Positively skewed and Negatively skewed data have their mean, median and mode out of sync and ordered differently. The words positive and negative come from the way the data is shaped.
A positively skewed data has the 'tail' of the curve pointed towards the positive side of the x-axis. Furthermore, the mean is the greatest with mode being the least.
In a negatively skewed data the tail faces the the negative side of the x-axis and the mode is the greatest with the mean being the lowest.
Some examples of skewed data may include Wealth Distribution and Age Distribution. A graph showing the wealth would have very few people with a high net-worth while most of the data would cover the lower end of the x-axis hence creating skewed data.
Why is Skewed Data Bad
Perfect standardized residuals theoretically would have the mean, median and mode at 0. Meaning they have a normally distributed curve.
When we have data that is skewed, it implies the presence of outliers and majority of the data of being a single type i.e. imbalanced classes. Fitting models on such data can violate the assumption of residuals being normally distributed and hence give biased estimates.
Neural Networks, which use gradient descent can lead to biasness as the optimization algorithm would favor the majority. Other problems like vanishing gradients and unstable training would also occur.
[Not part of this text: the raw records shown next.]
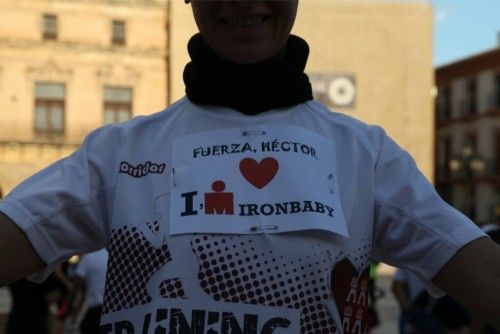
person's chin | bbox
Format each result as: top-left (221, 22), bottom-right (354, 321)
top-left (220, 45), bottom-right (273, 64)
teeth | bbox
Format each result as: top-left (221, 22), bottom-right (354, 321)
top-left (222, 16), bottom-right (265, 27)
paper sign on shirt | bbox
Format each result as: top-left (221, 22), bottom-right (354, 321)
top-left (170, 126), bottom-right (348, 236)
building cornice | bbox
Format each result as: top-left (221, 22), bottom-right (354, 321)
top-left (436, 47), bottom-right (500, 86)
top-left (0, 38), bottom-right (166, 58)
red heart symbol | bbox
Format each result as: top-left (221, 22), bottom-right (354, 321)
top-left (331, 259), bottom-right (371, 334)
top-left (240, 158), bottom-right (279, 189)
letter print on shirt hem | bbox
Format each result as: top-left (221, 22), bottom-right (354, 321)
top-left (103, 207), bottom-right (372, 333)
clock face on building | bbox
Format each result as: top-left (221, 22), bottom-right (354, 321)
top-left (308, 73), bottom-right (356, 108)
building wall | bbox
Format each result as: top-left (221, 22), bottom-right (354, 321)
top-left (436, 58), bottom-right (500, 224)
top-left (0, 0), bottom-right (168, 194)
top-left (171, 0), bottom-right (434, 179)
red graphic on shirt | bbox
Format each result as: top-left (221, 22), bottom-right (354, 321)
top-left (205, 180), bottom-right (234, 215)
top-left (331, 259), bottom-right (370, 334)
top-left (240, 157), bottom-right (279, 189)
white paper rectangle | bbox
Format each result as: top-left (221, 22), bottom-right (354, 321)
top-left (169, 126), bottom-right (347, 236)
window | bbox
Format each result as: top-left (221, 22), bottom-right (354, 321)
top-left (437, 87), bottom-right (451, 121)
top-left (111, 20), bottom-right (125, 45)
top-left (462, 79), bottom-right (477, 116)
top-left (437, 137), bottom-right (452, 182)
top-left (35, 83), bottom-right (65, 135)
top-left (104, 87), bottom-right (132, 124)
top-left (42, 14), bottom-right (57, 40)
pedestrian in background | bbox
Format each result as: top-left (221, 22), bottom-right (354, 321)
top-left (6, 274), bottom-right (60, 334)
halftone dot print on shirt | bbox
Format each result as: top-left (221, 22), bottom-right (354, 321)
top-left (103, 222), bottom-right (171, 314)
top-left (191, 235), bottom-right (338, 334)
top-left (160, 278), bottom-right (186, 299)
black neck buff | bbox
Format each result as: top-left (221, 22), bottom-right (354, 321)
top-left (184, 34), bottom-right (313, 115)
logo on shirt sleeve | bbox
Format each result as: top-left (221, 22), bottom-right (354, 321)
top-left (120, 161), bottom-right (165, 178)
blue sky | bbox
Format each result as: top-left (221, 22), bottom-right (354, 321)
top-left (431, 0), bottom-right (500, 66)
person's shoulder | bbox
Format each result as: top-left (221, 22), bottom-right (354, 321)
top-left (306, 100), bottom-right (387, 150)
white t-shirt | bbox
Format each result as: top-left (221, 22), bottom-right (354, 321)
top-left (393, 269), bottom-right (425, 303)
top-left (0, 98), bottom-right (484, 334)
top-left (76, 249), bottom-right (108, 308)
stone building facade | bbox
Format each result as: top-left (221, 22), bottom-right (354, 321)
top-left (0, 0), bottom-right (168, 194)
top-left (436, 47), bottom-right (500, 224)
top-left (0, 0), bottom-right (434, 193)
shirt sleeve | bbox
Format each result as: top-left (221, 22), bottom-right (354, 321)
top-left (0, 127), bottom-right (121, 281)
top-left (373, 134), bottom-right (485, 296)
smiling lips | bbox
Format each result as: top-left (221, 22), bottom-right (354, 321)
top-left (220, 15), bottom-right (270, 27)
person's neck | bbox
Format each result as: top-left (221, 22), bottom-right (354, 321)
top-left (184, 34), bottom-right (313, 115)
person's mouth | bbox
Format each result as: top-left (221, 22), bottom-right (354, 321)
top-left (219, 15), bottom-right (271, 28)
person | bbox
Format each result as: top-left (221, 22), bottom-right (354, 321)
top-left (469, 224), bottom-right (500, 334)
top-left (5, 275), bottom-right (60, 334)
top-left (75, 249), bottom-right (108, 334)
top-left (0, 0), bottom-right (500, 333)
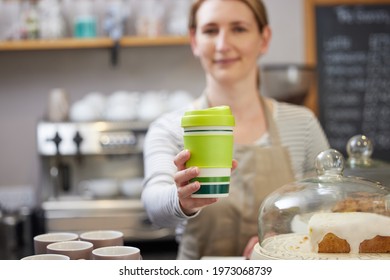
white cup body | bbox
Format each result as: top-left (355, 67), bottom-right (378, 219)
top-left (80, 230), bottom-right (124, 249)
top-left (34, 232), bottom-right (79, 255)
top-left (92, 246), bottom-right (141, 260)
top-left (47, 240), bottom-right (93, 260)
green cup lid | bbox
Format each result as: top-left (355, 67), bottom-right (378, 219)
top-left (181, 106), bottom-right (235, 127)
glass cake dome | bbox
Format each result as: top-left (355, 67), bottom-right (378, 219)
top-left (252, 149), bottom-right (390, 259)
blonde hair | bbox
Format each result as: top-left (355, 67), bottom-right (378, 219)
top-left (188, 0), bottom-right (268, 33)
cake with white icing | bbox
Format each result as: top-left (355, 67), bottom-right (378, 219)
top-left (308, 212), bottom-right (390, 253)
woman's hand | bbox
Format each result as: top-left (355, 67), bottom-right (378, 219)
top-left (174, 150), bottom-right (237, 215)
top-left (174, 150), bottom-right (218, 215)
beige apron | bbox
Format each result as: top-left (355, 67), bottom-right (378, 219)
top-left (178, 95), bottom-right (294, 259)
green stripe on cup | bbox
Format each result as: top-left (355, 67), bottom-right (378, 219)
top-left (194, 184), bottom-right (229, 194)
top-left (190, 176), bottom-right (230, 183)
top-left (185, 129), bottom-right (233, 134)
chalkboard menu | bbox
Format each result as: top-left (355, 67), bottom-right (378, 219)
top-left (315, 1), bottom-right (390, 161)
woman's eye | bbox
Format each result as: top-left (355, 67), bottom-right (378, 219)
top-left (203, 28), bottom-right (218, 35)
top-left (233, 26), bottom-right (246, 33)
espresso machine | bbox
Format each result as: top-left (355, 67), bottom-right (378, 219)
top-left (37, 121), bottom-right (174, 241)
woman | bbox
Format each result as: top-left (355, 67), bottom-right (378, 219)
top-left (142, 0), bottom-right (328, 259)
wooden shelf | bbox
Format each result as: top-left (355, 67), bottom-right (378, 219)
top-left (0, 36), bottom-right (189, 51)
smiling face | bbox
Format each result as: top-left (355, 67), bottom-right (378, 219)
top-left (190, 0), bottom-right (270, 83)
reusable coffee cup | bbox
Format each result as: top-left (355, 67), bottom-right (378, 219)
top-left (181, 106), bottom-right (235, 198)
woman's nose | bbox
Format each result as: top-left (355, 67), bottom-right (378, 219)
top-left (216, 32), bottom-right (230, 51)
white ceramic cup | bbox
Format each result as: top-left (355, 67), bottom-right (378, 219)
top-left (34, 232), bottom-right (79, 255)
top-left (92, 246), bottom-right (141, 260)
top-left (21, 254), bottom-right (70, 261)
top-left (80, 230), bottom-right (124, 249)
top-left (47, 240), bottom-right (93, 260)
top-left (48, 88), bottom-right (69, 122)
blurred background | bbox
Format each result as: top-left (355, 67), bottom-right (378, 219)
top-left (0, 0), bottom-right (326, 259)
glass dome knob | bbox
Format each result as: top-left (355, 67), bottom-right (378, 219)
top-left (347, 135), bottom-right (374, 159)
top-left (315, 149), bottom-right (344, 175)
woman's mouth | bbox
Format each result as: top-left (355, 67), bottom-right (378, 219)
top-left (213, 58), bottom-right (239, 66)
Skewed data causing imbalance classes can lead to overfitting and misleading conclusions. When you have algorithms like decision trees that use criterions like Gini Impurity or Gini Entropy skewed data can cause suboptimal splits. Random Forests, which are just an ensemble of decision trees would also show similar suboptimal performance, although at a lesser scale.
Identifying Skewed Data
Dealing with skewed data can be quite easy if we work with scipy, a python library for scientific and technical computing.
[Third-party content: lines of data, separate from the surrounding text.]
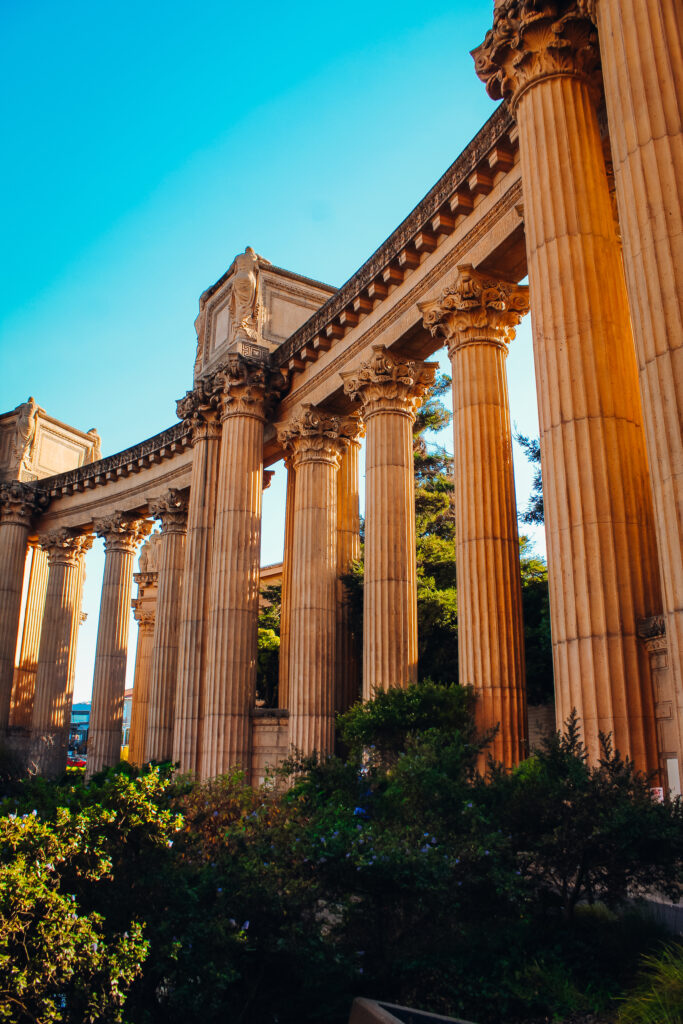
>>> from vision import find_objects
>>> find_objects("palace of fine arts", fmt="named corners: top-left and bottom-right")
top-left (0, 0), bottom-right (683, 1024)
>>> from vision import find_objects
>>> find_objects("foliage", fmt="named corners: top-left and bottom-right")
top-left (519, 536), bottom-right (555, 705)
top-left (0, 782), bottom-right (154, 1024)
top-left (0, 682), bottom-right (683, 1024)
top-left (513, 430), bottom-right (545, 526)
top-left (256, 584), bottom-right (283, 708)
top-left (483, 712), bottom-right (683, 920)
top-left (618, 943), bottom-right (683, 1024)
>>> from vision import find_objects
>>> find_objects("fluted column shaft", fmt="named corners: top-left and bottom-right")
top-left (420, 265), bottom-right (528, 766)
top-left (10, 544), bottom-right (47, 729)
top-left (596, 0), bottom-right (683, 774)
top-left (475, 3), bottom-right (660, 771)
top-left (280, 406), bottom-right (358, 755)
top-left (87, 512), bottom-right (151, 776)
top-left (173, 406), bottom-right (220, 772)
top-left (335, 440), bottom-right (360, 712)
top-left (201, 360), bottom-right (266, 778)
top-left (128, 602), bottom-right (155, 767)
top-left (343, 345), bottom-right (434, 699)
top-left (144, 488), bottom-right (187, 761)
top-left (31, 529), bottom-right (92, 776)
top-left (0, 480), bottom-right (39, 730)
top-left (278, 458), bottom-right (296, 708)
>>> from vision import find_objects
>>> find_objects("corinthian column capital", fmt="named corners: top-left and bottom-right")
top-left (92, 512), bottom-right (153, 554)
top-left (148, 487), bottom-right (188, 534)
top-left (176, 375), bottom-right (220, 443)
top-left (215, 353), bottom-right (273, 422)
top-left (130, 597), bottom-right (155, 633)
top-left (471, 0), bottom-right (601, 110)
top-left (38, 526), bottom-right (92, 567)
top-left (341, 345), bottom-right (437, 420)
top-left (278, 404), bottom-right (362, 469)
top-left (0, 480), bottom-right (49, 526)
top-left (418, 264), bottom-right (528, 356)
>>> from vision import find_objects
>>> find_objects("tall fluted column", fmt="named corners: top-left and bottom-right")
top-left (278, 456), bottom-right (296, 708)
top-left (31, 528), bottom-right (92, 775)
top-left (474, 0), bottom-right (660, 771)
top-left (201, 355), bottom-right (278, 778)
top-left (420, 266), bottom-right (528, 766)
top-left (173, 376), bottom-right (220, 772)
top-left (144, 487), bottom-right (187, 761)
top-left (596, 0), bottom-right (683, 777)
top-left (0, 480), bottom-right (45, 730)
top-left (342, 345), bottom-right (436, 699)
top-left (335, 436), bottom-right (360, 712)
top-left (87, 512), bottom-right (152, 775)
top-left (128, 597), bottom-right (155, 768)
top-left (9, 544), bottom-right (47, 729)
top-left (280, 406), bottom-right (357, 755)
top-left (128, 534), bottom-right (161, 766)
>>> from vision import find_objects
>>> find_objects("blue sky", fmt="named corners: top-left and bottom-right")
top-left (0, 0), bottom-right (542, 697)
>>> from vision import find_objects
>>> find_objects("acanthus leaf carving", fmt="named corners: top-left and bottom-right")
top-left (0, 480), bottom-right (49, 526)
top-left (418, 263), bottom-right (529, 355)
top-left (341, 345), bottom-right (437, 420)
top-left (92, 511), bottom-right (153, 554)
top-left (147, 487), bottom-right (188, 536)
top-left (38, 526), bottom-right (93, 565)
top-left (471, 0), bottom-right (601, 105)
top-left (278, 404), bottom-right (362, 468)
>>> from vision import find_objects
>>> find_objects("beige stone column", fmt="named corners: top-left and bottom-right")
top-left (596, 0), bottom-right (683, 777)
top-left (144, 487), bottom-right (187, 761)
top-left (30, 528), bottom-right (92, 776)
top-left (0, 480), bottom-right (45, 730)
top-left (474, 0), bottom-right (660, 770)
top-left (128, 534), bottom-right (161, 766)
top-left (342, 345), bottom-right (436, 699)
top-left (335, 436), bottom-right (360, 712)
top-left (86, 512), bottom-right (152, 776)
top-left (173, 376), bottom-right (220, 772)
top-left (420, 265), bottom-right (528, 766)
top-left (9, 544), bottom-right (47, 729)
top-left (128, 597), bottom-right (155, 768)
top-left (278, 456), bottom-right (296, 708)
top-left (201, 355), bottom-right (274, 778)
top-left (279, 406), bottom-right (357, 755)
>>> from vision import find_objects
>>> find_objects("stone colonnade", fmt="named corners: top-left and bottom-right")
top-left (0, 0), bottom-right (683, 791)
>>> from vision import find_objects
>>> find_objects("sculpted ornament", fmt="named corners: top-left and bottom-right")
top-left (148, 487), bottom-right (188, 535)
top-left (471, 0), bottom-right (601, 108)
top-left (341, 345), bottom-right (437, 420)
top-left (418, 264), bottom-right (528, 355)
top-left (278, 404), bottom-right (361, 468)
top-left (10, 397), bottom-right (43, 478)
top-left (92, 512), bottom-right (153, 554)
top-left (38, 526), bottom-right (93, 565)
top-left (130, 597), bottom-right (155, 631)
top-left (229, 246), bottom-right (269, 341)
top-left (0, 480), bottom-right (49, 526)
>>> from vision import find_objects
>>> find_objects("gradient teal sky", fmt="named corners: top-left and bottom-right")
top-left (0, 0), bottom-right (543, 698)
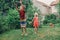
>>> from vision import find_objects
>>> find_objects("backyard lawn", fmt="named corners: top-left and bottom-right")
top-left (0, 26), bottom-right (60, 40)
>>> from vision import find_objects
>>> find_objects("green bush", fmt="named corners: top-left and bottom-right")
top-left (43, 14), bottom-right (57, 24)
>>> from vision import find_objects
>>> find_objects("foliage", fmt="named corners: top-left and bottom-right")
top-left (44, 14), bottom-right (56, 24)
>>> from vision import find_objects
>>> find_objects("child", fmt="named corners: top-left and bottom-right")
top-left (16, 1), bottom-right (27, 35)
top-left (33, 13), bottom-right (39, 34)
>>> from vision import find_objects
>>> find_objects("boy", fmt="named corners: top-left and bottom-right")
top-left (16, 1), bottom-right (27, 35)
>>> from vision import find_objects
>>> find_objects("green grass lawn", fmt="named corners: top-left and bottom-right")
top-left (0, 27), bottom-right (60, 40)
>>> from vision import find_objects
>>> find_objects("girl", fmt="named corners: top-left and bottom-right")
top-left (33, 13), bottom-right (39, 34)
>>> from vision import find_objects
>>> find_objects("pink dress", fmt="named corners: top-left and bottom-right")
top-left (33, 17), bottom-right (39, 27)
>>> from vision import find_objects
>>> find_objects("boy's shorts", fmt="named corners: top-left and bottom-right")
top-left (20, 20), bottom-right (26, 27)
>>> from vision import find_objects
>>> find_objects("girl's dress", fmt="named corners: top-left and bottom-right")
top-left (33, 17), bottom-right (39, 27)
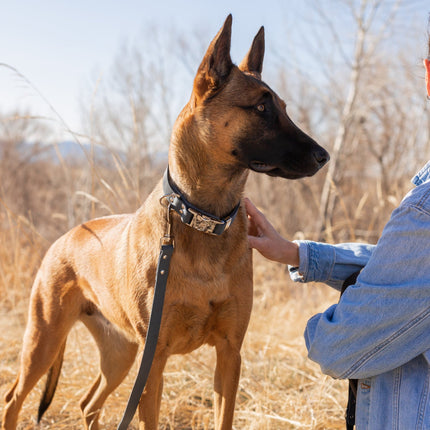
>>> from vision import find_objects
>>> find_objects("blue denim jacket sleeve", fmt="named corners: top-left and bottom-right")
top-left (292, 182), bottom-right (430, 378)
top-left (289, 241), bottom-right (375, 291)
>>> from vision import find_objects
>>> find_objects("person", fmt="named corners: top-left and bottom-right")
top-left (245, 40), bottom-right (430, 430)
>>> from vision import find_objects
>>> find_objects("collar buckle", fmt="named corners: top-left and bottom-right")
top-left (188, 208), bottom-right (227, 235)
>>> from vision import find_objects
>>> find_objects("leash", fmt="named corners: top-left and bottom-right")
top-left (117, 168), bottom-right (240, 430)
top-left (117, 240), bottom-right (174, 430)
top-left (340, 271), bottom-right (360, 430)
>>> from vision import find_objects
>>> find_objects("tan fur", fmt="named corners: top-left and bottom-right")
top-left (2, 17), bottom-right (330, 430)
We can use the scipy library with the following command
from scipy.stats import skew
When working with the Housing Dataset on Kaggle I made a function to create a Data Frame which can show whether each feature is skewed or not and by how much.
def find_skew_feature(X):
skew_score = skew(X)
abs_skew_score = abs(skew_score)
bool_skew = abs_skew_score > 0.5
skew_df = pd.DataFrame({
'Feature' : X.columns,
'Skew_Score' : skew_score,
'Absolute_Skew_Score' : abs_skew_score,
'Bool_Skew' : bool_skew
})
return skew_df
abs_skew_score
is the absolute skew score and using the absolute skew score we can apply a threshold or criteria by which we can identify whether the feature is skewed or not. In this case the threshold I applied is 0.5. Most of the times you would see such a criteria being applied.
Fixing Skewed Data
Skewed data is fixed through Data Transformation. When dealing with the Housing Prices dataset I used log transformation to turn skewed data back to normal.
for columns in skewed_features.values:
train_set[columns] = np.log1p(train_set[columns])
Here I have used np.log1p
which basically means log(x + 1). The reason for this is np.log
or log(x) does not deal with zero values.
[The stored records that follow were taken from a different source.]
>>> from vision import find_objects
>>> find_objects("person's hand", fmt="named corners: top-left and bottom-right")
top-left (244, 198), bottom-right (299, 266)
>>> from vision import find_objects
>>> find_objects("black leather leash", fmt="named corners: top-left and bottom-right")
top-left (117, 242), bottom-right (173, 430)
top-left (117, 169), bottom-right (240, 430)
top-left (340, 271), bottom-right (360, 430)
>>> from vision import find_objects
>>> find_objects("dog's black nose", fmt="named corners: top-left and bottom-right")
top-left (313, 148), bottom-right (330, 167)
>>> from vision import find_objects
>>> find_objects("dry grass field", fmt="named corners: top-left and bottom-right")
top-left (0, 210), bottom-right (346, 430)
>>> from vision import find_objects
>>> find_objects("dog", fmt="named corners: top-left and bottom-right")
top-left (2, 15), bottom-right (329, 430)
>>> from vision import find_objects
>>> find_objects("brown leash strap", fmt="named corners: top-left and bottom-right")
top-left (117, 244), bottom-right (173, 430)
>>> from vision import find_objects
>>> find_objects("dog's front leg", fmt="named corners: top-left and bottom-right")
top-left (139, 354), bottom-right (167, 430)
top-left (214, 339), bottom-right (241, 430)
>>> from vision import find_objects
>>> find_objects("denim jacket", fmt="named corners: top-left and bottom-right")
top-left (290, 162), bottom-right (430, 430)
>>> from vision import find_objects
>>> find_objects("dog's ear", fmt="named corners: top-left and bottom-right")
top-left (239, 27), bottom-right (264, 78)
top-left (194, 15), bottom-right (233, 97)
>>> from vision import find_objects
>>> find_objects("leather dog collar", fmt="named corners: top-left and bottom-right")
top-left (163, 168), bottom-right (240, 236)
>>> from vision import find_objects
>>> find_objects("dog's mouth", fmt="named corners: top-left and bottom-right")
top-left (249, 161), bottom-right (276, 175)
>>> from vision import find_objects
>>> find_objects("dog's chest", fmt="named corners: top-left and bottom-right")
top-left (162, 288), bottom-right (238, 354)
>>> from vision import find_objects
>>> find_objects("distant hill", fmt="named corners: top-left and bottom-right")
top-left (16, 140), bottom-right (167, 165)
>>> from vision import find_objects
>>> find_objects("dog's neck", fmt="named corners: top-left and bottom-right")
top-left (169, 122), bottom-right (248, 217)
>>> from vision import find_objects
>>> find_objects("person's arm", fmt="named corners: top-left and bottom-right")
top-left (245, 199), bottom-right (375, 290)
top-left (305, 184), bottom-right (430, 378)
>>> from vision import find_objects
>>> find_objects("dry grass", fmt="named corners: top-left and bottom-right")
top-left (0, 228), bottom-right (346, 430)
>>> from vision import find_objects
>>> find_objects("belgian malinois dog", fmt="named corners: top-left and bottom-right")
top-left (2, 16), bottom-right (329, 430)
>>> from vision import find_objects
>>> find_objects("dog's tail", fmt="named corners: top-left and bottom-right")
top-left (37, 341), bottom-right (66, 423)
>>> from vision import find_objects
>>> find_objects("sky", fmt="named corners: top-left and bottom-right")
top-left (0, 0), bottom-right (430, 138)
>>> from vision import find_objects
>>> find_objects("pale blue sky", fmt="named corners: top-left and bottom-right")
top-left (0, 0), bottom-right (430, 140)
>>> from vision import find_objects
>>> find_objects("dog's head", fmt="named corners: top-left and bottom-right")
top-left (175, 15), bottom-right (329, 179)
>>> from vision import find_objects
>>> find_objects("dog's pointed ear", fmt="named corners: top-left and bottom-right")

The graph above shows two curves. The red one is np.log
while the green one is np.log1p
. As you can see, at 0 the red curve is undefined.
Other Transformations
There are also other ways to transform data to deal with skewed data.
Square Root Transformation
Box Cox Transformation
"""
Box-Cox can implemented using the scipy library
"""
from scipy.stats import boxcox
df['feature'], _ = boxcox(df['feature'])
"""
Box-Cox can handle both positve and negative data
"""
Conclusion
Well, there you have it. If you've reached this part I hope you were able to understand the nuances behind skewed data and how to solve them. For more in depth application of how to solve them you can see my Kaggle Notebook where I work on the Housing Price dataset.
print("Happy Coding!")